Weimao Ke's paper receives best paper nomination at JCDL

One research paper authored by Weimao Ke has been nominated for the Vannevar Bush Best Paper Award for the ACM/IEEE Joint Conference on Digital Libraries (JCDL'13).
Ke, Weimao. "Information-theoretic Term Weighting Schemes for Document Clustering." In ACM/IEEE Joint Conference on Digital Libraries, 1-10., 2013.

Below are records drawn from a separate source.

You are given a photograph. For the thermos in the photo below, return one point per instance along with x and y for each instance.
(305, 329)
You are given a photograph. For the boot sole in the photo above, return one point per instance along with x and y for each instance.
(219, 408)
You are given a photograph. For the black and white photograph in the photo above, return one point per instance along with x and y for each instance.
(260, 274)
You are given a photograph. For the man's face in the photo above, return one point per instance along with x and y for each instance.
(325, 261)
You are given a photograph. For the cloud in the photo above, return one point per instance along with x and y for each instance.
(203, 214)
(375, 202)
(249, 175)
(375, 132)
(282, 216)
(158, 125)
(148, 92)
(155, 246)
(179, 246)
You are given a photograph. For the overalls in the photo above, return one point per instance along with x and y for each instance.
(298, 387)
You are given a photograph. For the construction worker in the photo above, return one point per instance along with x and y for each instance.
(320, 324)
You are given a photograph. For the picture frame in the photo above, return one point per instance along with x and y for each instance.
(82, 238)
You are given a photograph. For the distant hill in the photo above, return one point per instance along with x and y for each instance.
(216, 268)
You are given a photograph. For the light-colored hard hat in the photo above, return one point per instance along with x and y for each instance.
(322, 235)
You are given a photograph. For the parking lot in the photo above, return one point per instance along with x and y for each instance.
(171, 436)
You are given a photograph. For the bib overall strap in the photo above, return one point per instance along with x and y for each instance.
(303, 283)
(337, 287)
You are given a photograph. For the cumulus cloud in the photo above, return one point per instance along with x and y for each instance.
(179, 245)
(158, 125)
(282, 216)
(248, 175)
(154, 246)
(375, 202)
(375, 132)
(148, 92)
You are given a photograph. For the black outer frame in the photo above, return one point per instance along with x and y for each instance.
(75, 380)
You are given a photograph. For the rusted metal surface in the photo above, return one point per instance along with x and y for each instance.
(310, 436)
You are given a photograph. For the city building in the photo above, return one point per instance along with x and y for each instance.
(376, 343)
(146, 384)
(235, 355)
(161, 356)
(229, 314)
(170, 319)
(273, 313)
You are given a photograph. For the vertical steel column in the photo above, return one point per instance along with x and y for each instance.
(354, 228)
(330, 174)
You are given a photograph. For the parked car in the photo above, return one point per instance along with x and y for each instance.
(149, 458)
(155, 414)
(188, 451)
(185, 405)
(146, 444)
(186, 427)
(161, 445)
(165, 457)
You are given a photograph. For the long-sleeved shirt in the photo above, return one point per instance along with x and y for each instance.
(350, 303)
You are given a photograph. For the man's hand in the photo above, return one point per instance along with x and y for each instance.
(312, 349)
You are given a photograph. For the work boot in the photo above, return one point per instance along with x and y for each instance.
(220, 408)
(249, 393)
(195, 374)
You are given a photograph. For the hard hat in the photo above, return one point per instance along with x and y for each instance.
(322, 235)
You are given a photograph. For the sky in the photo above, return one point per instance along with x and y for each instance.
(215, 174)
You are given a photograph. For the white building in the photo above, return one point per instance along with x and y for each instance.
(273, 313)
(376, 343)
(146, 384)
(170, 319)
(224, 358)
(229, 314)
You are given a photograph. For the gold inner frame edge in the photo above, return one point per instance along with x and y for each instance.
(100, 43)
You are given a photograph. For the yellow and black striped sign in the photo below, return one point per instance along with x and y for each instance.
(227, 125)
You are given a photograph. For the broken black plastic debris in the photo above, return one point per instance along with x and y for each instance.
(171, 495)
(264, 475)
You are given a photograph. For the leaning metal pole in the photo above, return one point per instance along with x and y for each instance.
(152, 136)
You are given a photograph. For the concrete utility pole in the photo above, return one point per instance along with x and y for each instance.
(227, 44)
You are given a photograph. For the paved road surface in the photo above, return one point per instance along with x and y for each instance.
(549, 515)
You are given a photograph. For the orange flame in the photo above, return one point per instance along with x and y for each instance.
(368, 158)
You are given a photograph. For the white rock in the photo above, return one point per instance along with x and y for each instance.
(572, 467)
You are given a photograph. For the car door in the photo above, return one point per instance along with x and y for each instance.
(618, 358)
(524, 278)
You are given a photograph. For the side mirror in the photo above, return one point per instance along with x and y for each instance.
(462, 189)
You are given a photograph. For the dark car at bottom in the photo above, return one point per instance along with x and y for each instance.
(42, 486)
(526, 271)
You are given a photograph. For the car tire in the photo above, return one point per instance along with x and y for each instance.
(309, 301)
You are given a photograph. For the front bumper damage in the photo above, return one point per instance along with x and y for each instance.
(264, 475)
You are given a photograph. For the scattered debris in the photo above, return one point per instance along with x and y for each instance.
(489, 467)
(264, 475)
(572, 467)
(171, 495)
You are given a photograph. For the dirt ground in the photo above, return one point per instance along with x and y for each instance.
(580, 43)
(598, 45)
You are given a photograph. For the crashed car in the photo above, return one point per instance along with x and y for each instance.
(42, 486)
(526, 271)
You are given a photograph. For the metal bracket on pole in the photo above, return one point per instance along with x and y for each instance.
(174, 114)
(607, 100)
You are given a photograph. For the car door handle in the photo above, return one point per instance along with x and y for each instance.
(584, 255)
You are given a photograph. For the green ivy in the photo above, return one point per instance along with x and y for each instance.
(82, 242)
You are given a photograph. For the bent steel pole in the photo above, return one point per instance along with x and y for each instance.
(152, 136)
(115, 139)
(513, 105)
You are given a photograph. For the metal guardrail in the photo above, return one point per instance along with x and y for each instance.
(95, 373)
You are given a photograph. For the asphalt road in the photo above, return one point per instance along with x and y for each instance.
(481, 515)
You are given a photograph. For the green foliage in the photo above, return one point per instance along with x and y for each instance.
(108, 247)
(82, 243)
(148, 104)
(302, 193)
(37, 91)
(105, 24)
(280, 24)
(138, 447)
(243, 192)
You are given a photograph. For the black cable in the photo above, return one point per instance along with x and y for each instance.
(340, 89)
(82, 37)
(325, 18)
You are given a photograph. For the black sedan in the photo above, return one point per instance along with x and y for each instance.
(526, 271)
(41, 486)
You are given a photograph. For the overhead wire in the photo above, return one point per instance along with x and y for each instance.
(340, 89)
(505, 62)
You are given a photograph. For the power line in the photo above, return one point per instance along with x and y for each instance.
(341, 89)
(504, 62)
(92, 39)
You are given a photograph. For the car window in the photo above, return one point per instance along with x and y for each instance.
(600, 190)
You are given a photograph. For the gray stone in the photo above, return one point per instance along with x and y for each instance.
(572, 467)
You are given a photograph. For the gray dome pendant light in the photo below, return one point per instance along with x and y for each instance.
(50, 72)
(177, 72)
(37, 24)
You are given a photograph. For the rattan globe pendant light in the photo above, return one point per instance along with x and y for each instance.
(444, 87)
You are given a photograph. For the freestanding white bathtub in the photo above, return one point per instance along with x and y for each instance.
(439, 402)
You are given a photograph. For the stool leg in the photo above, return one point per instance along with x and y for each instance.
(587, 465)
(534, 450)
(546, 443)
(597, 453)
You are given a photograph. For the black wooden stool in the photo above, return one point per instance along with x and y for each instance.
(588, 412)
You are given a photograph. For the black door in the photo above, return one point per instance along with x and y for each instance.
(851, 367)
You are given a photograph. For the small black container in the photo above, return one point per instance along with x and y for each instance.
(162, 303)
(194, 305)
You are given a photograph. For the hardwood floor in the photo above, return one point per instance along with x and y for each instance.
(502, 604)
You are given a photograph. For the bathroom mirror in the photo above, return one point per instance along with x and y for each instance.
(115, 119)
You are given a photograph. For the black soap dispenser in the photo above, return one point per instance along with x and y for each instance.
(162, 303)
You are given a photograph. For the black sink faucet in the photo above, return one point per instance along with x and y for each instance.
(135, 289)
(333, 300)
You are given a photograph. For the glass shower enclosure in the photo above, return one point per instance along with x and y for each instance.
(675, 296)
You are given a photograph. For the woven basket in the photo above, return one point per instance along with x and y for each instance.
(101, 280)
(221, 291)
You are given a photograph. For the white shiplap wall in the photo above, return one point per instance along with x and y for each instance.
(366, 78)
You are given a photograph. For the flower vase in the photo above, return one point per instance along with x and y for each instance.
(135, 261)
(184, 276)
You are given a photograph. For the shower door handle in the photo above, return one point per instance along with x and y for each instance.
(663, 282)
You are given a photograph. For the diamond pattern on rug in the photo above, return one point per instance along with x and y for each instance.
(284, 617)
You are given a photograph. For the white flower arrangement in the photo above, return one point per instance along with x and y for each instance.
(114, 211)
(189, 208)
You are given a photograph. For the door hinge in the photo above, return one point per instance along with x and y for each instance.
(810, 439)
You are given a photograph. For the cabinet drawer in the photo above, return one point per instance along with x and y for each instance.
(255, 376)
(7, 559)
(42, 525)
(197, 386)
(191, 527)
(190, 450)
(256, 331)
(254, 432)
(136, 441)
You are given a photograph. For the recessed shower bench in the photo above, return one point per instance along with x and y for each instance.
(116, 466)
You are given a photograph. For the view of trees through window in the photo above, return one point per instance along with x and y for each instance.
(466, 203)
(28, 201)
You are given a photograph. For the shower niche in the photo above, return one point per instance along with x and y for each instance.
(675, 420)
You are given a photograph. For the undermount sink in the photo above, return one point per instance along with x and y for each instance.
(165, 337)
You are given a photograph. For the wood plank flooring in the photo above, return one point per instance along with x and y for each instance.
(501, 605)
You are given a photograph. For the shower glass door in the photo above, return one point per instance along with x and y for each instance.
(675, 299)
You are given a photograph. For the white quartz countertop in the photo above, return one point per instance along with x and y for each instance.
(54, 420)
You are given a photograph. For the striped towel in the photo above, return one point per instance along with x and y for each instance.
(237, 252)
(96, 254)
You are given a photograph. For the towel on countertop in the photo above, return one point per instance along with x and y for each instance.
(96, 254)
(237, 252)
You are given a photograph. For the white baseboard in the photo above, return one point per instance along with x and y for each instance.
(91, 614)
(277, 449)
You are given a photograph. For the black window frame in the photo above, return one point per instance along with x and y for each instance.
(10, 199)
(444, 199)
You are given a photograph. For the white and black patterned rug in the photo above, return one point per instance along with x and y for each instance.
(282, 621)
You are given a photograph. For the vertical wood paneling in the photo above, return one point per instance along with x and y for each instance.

We propose a new theory that quantifies information in probability distributions and derive a new document representation model for text clustering. By extending Shannon entropy to accommodate a non-linear relation between information and uncertainty, the proposed Least Information theory (LIT) provides insight into how terms can be weighted based on their probability distributions in documents vs. in the collection. We derive two basic quantities in the document clustering context: 1) LI Binary (LIB) which quantifies information due to the observation of a term's (binary) occurrence in a document; and 2) LI Frequency (LIF) which measures information for the observation of a randomly picked term from the document. Both quantities are computed given term distributions in the document collection as prior knowledge and can be used separately or combined to represent documents for text clustering. Experiments on four benchmark text collections demonstrate strong performances of the proposed methods compared to classic TF*IDF. Particularly, the LIB*LIF weighting scheme, which combines LIB and LIF, consistently outperforms TF*IDF in terms of multiple evaluation metrics. The least information measure has a potentially broad range of applications beyond text clustering.